Written by Rachael Kraft (Updated April 20 2023)
Is your beautiful green pasture actually a field of plants toxic to horses? Like it or not, there are a lot of dangerous plants out there that could cause serious harm – or even death – for your horse. That’s why it’s important for you to understand and be able to identify the top criminals of the plant world lurking in your pastures.
In this article, we’re going to take a look at the worst of the worst. We’ll explain why each plant is so dangerous and share some ideas for how you can protect your horses from danger. The act of poisoning should be left to spy movies and action thrillers. It has no place on your farm!
Without further ado, here are the top 15 poisonous plants to horses lurking in your pastures:
Most plants toxic to horses taste gross to them, but not this one!
Some horses actually love to eat the bracken fern, so it’s a good one to know right from the start. This perennial fern tends to grow in clumps in moist open areas and woodlands. Leaves can reach heights of two or three feet.
Your horse would actually need to eat hundreds of pounds of it to start experiencing ill effects. But that’s not out of the question if your horse has access to the plant and enjoys the flavor. That’s why you need to keep it out of your pastures.
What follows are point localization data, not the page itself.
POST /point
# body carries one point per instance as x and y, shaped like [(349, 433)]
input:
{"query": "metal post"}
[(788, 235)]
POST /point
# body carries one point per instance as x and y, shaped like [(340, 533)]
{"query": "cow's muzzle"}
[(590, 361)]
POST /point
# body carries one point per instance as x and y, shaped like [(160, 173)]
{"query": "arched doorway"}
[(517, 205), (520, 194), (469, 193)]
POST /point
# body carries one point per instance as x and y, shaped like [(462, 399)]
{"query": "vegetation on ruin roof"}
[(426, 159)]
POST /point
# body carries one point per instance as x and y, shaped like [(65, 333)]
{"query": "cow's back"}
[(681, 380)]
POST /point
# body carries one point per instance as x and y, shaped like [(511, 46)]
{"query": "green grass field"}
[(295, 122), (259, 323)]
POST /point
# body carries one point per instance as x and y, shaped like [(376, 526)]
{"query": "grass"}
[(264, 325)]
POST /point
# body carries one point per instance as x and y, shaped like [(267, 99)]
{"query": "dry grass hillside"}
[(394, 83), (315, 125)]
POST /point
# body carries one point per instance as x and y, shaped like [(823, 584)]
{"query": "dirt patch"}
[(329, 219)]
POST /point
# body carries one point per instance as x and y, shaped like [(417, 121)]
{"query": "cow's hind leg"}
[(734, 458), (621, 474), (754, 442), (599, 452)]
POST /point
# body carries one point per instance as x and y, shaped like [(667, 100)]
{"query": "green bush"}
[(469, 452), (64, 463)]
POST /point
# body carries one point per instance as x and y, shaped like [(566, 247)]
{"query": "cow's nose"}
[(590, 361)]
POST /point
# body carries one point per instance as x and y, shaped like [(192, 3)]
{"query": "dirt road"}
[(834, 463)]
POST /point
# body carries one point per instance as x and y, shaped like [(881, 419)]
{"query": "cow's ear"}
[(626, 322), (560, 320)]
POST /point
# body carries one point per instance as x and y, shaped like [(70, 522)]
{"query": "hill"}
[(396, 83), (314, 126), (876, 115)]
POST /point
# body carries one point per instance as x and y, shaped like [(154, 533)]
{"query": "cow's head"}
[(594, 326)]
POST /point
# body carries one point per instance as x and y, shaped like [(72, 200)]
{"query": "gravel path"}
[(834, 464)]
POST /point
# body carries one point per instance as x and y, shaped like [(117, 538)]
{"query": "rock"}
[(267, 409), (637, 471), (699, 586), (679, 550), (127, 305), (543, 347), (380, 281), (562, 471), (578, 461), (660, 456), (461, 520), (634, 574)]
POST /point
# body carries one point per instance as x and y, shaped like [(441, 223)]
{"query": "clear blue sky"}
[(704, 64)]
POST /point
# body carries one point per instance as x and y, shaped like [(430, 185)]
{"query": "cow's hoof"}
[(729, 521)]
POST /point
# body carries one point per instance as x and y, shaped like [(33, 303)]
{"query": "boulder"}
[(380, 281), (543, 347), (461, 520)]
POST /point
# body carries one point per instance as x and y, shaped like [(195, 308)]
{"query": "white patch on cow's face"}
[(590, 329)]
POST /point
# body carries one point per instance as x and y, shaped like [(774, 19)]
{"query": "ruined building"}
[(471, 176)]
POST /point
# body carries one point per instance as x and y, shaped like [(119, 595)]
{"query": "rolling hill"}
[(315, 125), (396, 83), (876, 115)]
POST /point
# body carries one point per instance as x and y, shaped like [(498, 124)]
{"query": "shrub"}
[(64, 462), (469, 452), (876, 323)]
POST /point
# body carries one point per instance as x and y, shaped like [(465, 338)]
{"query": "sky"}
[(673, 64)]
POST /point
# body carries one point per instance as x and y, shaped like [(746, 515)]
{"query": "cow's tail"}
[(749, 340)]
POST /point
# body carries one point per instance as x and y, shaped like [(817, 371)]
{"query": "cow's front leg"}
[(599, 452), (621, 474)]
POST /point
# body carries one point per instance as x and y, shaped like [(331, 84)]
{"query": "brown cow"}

After eating too much of this plant, horses will experience vitamin B1 deficiency which leads to neural dysfunctions. This shows up as depression, incoordination, and even blindness. Your vet will likely prescribe large doses of thiamine over the course of one or two weeks to help your horse recover.
The rabbit from the movie Bambi sure enjoyed eating clovers, but your horses should stay away as clover is among the top plants toxic to horses. There are several kinds out there, but alsike covers cause horses to experience blistering on their light colored skin (photosensitivity) and liver disease.
Red and white clover, which looks very similar, can also be a problem for horses. The plants themselves aren’t a problem, but they are often infected with a black patch fungus which can cause excessive drooling known as the “slobbers!”
Your best defense is to watch your pastures for either of these plant types and try to promote the growth of grass instead.
Do you watch what’s in your horse’s hay for toxic plants growing as well? Well, you should.
That’s because deadly nightshade can accidentally be mixed in during the baling process. This poisonous plant to horses is related to the pepper plant and is most often eaten after being accidentally baled into your horse’s hay.
It grows best in sandy soil and dry conditions and has a bell-shaped purple flower and small, round fruits. After being eaten, symptoms will include colic, loss of muscle control, neurological signs, dilated pupils and even death.